Every year on social media, I see posts and pictures from people encouraging others to be considerate on Mother’s Day — there are lots of women in the world who can’t have children, have lost children, have given up children for adoption, etc. who struggle on Mother’s Day.

As a woman who always thought she’d have kids but never did, I’d like to talk about this.

First of all, to all biological, adoptive, and stepmoms out there — HAPPY MOTHER’S DAY! You work hard. You love fiercely. I hope you feel recognized and loved today.

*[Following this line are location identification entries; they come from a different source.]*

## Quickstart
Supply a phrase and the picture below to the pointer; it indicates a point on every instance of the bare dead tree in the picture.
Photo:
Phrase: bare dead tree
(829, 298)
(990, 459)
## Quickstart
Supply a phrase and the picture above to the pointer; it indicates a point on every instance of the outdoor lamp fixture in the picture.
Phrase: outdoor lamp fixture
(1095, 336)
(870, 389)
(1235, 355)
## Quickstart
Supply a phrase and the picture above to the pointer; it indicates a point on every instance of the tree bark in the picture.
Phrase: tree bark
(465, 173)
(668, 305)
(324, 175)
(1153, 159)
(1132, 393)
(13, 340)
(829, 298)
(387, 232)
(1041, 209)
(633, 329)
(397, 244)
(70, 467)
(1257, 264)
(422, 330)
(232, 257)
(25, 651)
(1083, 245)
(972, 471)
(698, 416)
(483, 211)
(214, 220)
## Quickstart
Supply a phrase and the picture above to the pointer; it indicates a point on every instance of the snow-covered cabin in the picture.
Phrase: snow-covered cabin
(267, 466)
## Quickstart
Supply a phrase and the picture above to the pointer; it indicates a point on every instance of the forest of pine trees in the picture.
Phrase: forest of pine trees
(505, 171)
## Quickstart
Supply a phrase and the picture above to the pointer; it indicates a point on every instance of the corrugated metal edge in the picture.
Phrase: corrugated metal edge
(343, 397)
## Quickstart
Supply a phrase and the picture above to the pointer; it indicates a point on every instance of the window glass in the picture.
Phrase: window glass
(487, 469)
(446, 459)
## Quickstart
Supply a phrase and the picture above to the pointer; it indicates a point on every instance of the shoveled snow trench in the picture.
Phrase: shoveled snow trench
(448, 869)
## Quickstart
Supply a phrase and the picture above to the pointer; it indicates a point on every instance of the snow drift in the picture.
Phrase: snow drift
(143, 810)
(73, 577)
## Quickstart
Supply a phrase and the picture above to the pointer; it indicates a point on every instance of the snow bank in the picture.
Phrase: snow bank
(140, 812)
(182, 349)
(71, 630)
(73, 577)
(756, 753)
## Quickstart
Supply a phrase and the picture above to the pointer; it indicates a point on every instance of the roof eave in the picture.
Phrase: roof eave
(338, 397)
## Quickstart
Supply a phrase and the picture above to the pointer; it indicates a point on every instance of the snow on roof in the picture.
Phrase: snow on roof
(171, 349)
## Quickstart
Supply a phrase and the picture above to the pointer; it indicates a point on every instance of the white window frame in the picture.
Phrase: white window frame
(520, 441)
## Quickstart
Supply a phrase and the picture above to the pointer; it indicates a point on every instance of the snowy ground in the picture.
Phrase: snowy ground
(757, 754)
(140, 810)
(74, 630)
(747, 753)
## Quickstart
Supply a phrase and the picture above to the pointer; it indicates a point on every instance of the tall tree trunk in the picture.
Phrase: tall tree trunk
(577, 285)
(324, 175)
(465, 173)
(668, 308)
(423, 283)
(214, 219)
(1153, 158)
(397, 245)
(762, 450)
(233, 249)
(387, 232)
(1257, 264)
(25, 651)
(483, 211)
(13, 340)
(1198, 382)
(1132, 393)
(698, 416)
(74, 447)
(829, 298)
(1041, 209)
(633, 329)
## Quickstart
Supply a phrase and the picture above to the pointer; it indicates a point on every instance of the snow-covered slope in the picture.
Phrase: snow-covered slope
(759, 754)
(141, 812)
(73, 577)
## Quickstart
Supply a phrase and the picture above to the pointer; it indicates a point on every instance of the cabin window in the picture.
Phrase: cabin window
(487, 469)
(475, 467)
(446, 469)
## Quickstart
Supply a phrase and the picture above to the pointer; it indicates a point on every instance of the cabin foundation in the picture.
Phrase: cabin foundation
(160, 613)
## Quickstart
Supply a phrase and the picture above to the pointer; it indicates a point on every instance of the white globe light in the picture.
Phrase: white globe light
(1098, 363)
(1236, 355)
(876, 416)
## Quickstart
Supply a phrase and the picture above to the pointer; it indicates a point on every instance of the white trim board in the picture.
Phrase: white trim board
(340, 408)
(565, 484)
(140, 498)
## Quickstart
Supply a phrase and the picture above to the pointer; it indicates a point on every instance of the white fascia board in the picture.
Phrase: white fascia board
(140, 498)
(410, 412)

For the other women in the world, I’m sorry for your pain. I’m sorry for your struggle. I don’t deny that you hurt. I don’t deny that this day might be hard for you … but this day is not about you.

It’s hard when you want to be a mom but you aren’t a mom and everyone around you is celebrating moms. I know that. But it’s also hard when you want to be married but you aren’t married and people on Facebook are sharing wedding pictures. Should we ask them to stop? I get it — it sucks when you’ve always dreamed of something that doesn’t happen, but that doesn’t mean we stop honoring or celebrating those fortunate enough to live out their dreams.

If today’s hard for you, I’d like to challenge you to do two things:

  1. Celebrate with those who are blessed to be mothers, even if you aren’t.
  2. Talk to someone. If this day is hard for you, you have a hurt that needs to be healed. Don’t ignore it. It won’t go away if you and everyone you know stop celebrating Mother’s Day. If you treat your wounded heart, however, the pain will start to lessen and heal.

So … Happy Mother’s Day moms. I hope it’s a great one.